Si en el momento no podía hacer el tiro ante la huida del prevenido bromista, lo registraba en su memoria y cuando el chistoso menos se lo esperaba, recibía su represalia. Con esa medida lograba mantener más o menos a raya a los atrevidos, pero el daño ya estaba hecho y en Jardín todos sabían de quien se estaba hablando cuando alguien mencionaba a Vacá.

Volviendo al incidente del burro detenido, al otro día temprano Acuña ya estuvo en la municipalidad. En los fondos se encontraba Pelo, pastando tranquilo en la sombra. Con una soga que lo mantenía atado a un árbol, no vaya a ser que el reo se escapara y volviera a sus andanzas. Vacá tuvo que esperar al jefe comunal para enterarse de la gravedad de los cargos contra Pelo.

Luego del golpe de estado que había derrocado al presidente Frondizi en marzo de 1962, el gobierno de facto había designado interventores en las provincias, quienes hicieron lo propio en los municipios de todo el país. Como consecuencia de ello, en esos momentos era Comisionado Municipal el escribano Julio César Benítez Chapo, quien había asumido sus funciones en agosto de 1962.

Cuando finalmente pudo reunirse con el jefe comunal, éste le explico a Acuña que era intolerable lo que el burro hacía en las chacras aledañas.
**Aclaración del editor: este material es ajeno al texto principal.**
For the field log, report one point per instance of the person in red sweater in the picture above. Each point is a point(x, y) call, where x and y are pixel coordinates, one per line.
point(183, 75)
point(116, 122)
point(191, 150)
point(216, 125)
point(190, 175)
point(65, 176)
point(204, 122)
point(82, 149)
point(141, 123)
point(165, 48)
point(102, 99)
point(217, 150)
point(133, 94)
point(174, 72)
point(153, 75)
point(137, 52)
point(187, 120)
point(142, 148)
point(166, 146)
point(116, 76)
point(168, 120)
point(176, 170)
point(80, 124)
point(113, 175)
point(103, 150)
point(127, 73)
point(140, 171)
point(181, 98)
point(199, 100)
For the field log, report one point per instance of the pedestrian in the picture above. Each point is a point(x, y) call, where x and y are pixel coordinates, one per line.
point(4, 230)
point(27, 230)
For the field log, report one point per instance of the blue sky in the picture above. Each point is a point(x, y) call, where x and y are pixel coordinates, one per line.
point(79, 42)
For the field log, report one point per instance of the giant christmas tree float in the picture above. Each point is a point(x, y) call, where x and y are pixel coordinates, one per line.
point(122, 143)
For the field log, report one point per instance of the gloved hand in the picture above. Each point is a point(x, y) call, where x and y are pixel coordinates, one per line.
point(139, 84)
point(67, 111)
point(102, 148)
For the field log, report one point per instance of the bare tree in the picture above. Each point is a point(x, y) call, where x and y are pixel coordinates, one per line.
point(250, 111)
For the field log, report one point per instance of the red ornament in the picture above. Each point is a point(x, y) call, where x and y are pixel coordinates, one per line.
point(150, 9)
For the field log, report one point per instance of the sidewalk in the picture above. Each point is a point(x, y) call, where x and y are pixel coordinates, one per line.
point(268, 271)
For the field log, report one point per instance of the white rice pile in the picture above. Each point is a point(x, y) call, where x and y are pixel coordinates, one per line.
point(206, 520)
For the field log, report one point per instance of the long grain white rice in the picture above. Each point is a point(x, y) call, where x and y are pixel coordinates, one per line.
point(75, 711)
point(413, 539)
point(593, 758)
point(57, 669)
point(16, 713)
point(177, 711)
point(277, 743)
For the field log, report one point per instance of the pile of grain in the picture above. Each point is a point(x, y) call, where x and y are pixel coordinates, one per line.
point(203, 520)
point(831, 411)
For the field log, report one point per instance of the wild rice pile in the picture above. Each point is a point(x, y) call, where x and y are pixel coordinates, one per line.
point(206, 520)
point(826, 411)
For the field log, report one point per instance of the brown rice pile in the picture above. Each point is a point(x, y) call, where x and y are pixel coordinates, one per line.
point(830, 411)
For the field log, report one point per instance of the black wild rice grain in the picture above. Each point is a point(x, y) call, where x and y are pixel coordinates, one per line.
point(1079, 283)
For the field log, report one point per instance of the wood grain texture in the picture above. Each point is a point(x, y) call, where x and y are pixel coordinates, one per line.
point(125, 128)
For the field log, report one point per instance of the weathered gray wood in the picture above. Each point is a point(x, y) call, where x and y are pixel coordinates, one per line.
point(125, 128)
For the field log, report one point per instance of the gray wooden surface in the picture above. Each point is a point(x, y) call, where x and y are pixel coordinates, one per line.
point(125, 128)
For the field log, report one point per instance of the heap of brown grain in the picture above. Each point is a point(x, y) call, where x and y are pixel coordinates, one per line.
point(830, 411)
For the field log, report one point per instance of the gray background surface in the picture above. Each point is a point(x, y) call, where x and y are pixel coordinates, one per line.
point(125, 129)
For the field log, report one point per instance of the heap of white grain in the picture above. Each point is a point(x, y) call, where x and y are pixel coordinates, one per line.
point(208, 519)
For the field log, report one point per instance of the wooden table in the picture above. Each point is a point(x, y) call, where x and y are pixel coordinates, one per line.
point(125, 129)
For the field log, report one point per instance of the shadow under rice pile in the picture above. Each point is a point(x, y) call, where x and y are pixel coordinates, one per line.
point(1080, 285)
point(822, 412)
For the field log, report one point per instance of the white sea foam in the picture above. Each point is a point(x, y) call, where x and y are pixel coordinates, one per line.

Que el trabajo de jornadas enteras, en un ratito quedaba destruido por la acción del burro vándalo y sus secuaces.

Lejos de inmutarse, Acuña exigió la liberación de su animal, sin cuya fuerza la producción de los ladrillos estaba paralizada al no poder moverse el malacate.

El comisionado se mostraba inflexible, hasta que Acuña terminó de plantear su alegato por la liberación del burro:

–Entiendo señor que Pelo provocó esos daños… pero ¡no puede quedar detenido! ¡No puede!– explicó enfático.

Cuando se le pidió que fundamentara el motivo, pues era evidente que se trataba de un burro con malas costumbres que posiblemente volvería a los mandiocales ni bien se le presentara la oportunidad, Acuña terminó de exponer su parecer:

–No puede quedar preso… ¡porque Pelo es un burro prócer!

Ante la cara de asombro de su interlocutor, continuó la explicación: “Es un burro prócer porque mediante su trabajo se obtienen los ladrillos que están levantando a Jardín América… Con su noble tarea se construyen las casas de Jardín e incluso de otros pueblos a los que se venden los ladrillos. Por su esfuerzo en el malacate y por la gran labor que realiza, es un burro prócer que está erigiendo al pueblo, y por lo tanto ¡merece ser liberado!”.

Frente a tal alegato digno de un estrado judicial, finalmente Pelo logró la libertad condicional bajo fianza, con el compromiso de don Vacá para cuidar que no reincidiera en sus atropellos.

Pelo entonces volvió a la olería, y por muchos años siguió su incansable labor patriótica, ayudando a producir los ladrillos que estaban transformando la pequeña población en una pujante ciudad.

Tomás Acuña (primero a la derecha de la imagen), conocido como Vacá, rodeado de familiares y amigos.